Plasma phospho-tau in Alzheimer’s disease: towards diagnostic and therapeutic trial applications

• Published in: Molecular neurodegeneration Vol. 18; no. 1; pp. 18 - 12
• Main Authors: Gonzalez-Ortiz, Fernando, Kac, Przemysław R., Brum, Wagner S., Zetterberg, Henrik, Blennow, Kaj, Karikari, Thomas K.
• Format: Journal Article
• Language: English
• Published: England BioMed Central Ltd 16.03.2023; BioMed Central; BMC
• Subjects: Advertising executives; Alzheimer; Alzheimer Disease - diagnosis; Alzheimer Disease - therapy; Alzheimer's disease; Amyloid beta-Peptides - cerebrospinal fluid; Autopsy; Biomarkers; Biomarkers - cerebrospinal fluid; Blood biomarker; Cerebrospinal fluid; Clinical trials; Cognitive ability; Cognitive Dysfunction; Dementia; Dementia disorders; Diagnosis; Diagnostic imaging; Humans; Neurodegeneration; Neurodegenerative diseases; Neuroimaging; Neuropathology; Neurosciences; Neurovetenskaper; Pathology; Phosphorylated tau; Plasma p-tau; Review; s disease; Standardization; Tau protein; tau Proteins - cerebrospinal fluid; Phosphorylated tau; s disease; Plasma p-tau; Alzheimer; Blood biomarker; Dementia
• ISSN: 1750-1326; 1750-1326
• DOI: 10.1186/s13024-023-00605-8

As the leading cause of dementia, Alzheimer's disease (AD) is a major burden on affected individuals, their families and caregivers, and healthcare systems.

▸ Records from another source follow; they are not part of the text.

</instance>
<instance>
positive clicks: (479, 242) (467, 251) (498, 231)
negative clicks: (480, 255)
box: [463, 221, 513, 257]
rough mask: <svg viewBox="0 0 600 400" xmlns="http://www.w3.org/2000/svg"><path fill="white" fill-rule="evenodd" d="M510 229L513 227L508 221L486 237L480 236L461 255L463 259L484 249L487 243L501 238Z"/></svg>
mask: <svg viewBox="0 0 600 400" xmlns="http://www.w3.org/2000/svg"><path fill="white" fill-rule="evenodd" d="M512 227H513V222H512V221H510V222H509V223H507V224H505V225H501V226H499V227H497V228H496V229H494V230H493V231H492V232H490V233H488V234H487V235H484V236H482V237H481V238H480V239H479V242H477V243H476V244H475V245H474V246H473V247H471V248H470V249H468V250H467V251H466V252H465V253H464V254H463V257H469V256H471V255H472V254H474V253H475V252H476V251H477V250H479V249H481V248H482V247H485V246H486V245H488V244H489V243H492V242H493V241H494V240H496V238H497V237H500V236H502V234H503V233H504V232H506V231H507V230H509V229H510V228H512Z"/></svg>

Although AD can be identified and diagnosed by cerebrospinal fluid or neuroimaging biomarkers that concord with neuropathological evidence and clinical symptoms, challenges regarding practicality and accessibility hinder their widespread availability and implementation. Consequently, many people with suspected cognitive impairment due to AD do not receive a biomarker-supported diagnosis. Blood biomarkers have the capacity to help expand access to AD diagnostics worldwide. One such promising biomarker is plasma phosphorylated tau (p-tau), which has demonstrated specificity to AD versus non-AD neurodegenerative diseases, and will be extremely important to inform on clinical diagnosis and eligibility for therapies that have recently been approved. This review provides an update on the diagnostic and prognostic performances of plasma p-tau181, p-tau217 and p-tau231, and their associations with in vivo and autopsy-verified diagnosis and pathological hallmarks. Additionally, we discuss potential applications and unanswered questions of plasma p-tau for therapeutic trials, given their recent addition to the biomarker toolbox for participant screening, recruitment and during-trial monitoring. Outstanding questions include assay standardization, threshold generation and biomarker verification in diverse cohorts reflective of the wider community attending memory clinics and included in clinical trials.